Group Discussion at Code + Design Camp

Code+Design Camp is an educational methodology that aims at getting participants with little or no prior programming experience interested in coding.
Bringing the Code+Design Camp methodology to Rwanda has been an initiative by German Rwandan Tech Network founding member Franziska Knauer as well as a team of facilitators from Code University Berlin and the Code+Design Camp association in cooperation with the Digital Transformation Center in Kigali.

The first Code+Design Camp Kigali was implemented at the Digital Transformation Center from the 27th to the 30th of August 2019. A second one took place in November. Participants of both camp have already started follow-up meetups in which they continue their learning journey in the field of programming.

About the Code+Design Camp methodology

A Code+Design Camp is a 3.5 day event in which participants develop ideas for mobile applications and implement them in teams of 3-5 persons. Participants do not need any prior knowledge of programming as they use drag-and-drop app builders during the camp. At the end of the event each team has a working application that they can test on a smartphone. This application gives participants a perfect starting point to start learning how to code, because they have already built a prototype they want to build up on.

The Code and Design Camp is an educational format developed and implemented in Germany by the non-profit association “Code+Design Camp e.V.“. They implement dozens of such camps per year all over Germany and have done a few international ones as well.

What makes this educational format stand out is that it focusses both in its marketing and in its implementation on the idea generation process, creativity and teamwork. When it comes to the technology it focusses on defining the logic of how the technology will be working and solving a problem and on how the technology will be interfacing with the user. The format does not focus on how to translate all that into lines of code. This is achieved by using drag-and-drop app-builders and interface-builders like thunkable and figma.

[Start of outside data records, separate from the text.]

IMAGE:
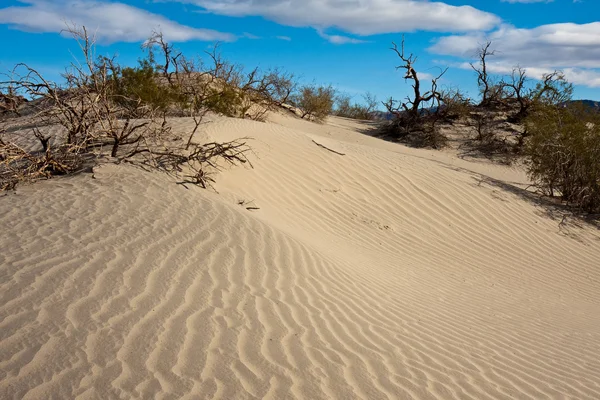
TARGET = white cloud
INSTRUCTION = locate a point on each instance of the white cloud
(111, 22)
(573, 48)
(528, 1)
(338, 39)
(360, 17)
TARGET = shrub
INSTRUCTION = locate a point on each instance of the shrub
(140, 85)
(564, 153)
(315, 102)
(105, 110)
(345, 108)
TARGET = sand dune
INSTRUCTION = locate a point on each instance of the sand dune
(385, 273)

Through this code-line-free approach the format is very successful in attracting participants that would normally not feel encouraged to attend something as geeky and “maths-like” as a digital-product-bootcamp. This also makes it a particularly useful tool for getting more women interested in pursuing technology careers.

By leaving out the code-syntax and focusing on the idea generation and the work on the logic of the application and its interface with the user, the format ensures that participants understand that being a developer is mainly about those things. And it is not mainly about knowing the syntax of a programming language.

Most other high-school outreach initiatives use simple gamified tools based on Scratch. Those tools work well for younger high school students aged 8-12. However older high-school students quickly lose interest when confronted with simple tools like scratch games and ask for something more challenging and more creative. This is often addressed by giving them an introductory course into programming. However those courses remain very theoretical and can therefore be demotivating because they lack a specific and fast outcome.

This is where Code+Design Camp is different because it delivers a final result (a working application) within a 3.5 day workshop. At the end of the camp every participant-team has developed a working app and leaves the event with a success-story. At the same time they will have realized that the drag-and-drop app builders only allow them to reach a certain point with their app. If they want to configure it further, they need to start programming. This immediately leads them to understanding why they need to learn how to code.
So coming out of the Code+Design Camp participants know exactly why they should learn to code, and they already have a project idea – and even a prototype of that project – to which they want to apply the coding skills they now aim to get.

The camp is followed up by regular meetups of the participants that were successfully interested in coding and that want to learn how to program. They are supplied with online-materials and a learning path that they can pursue to further their skills.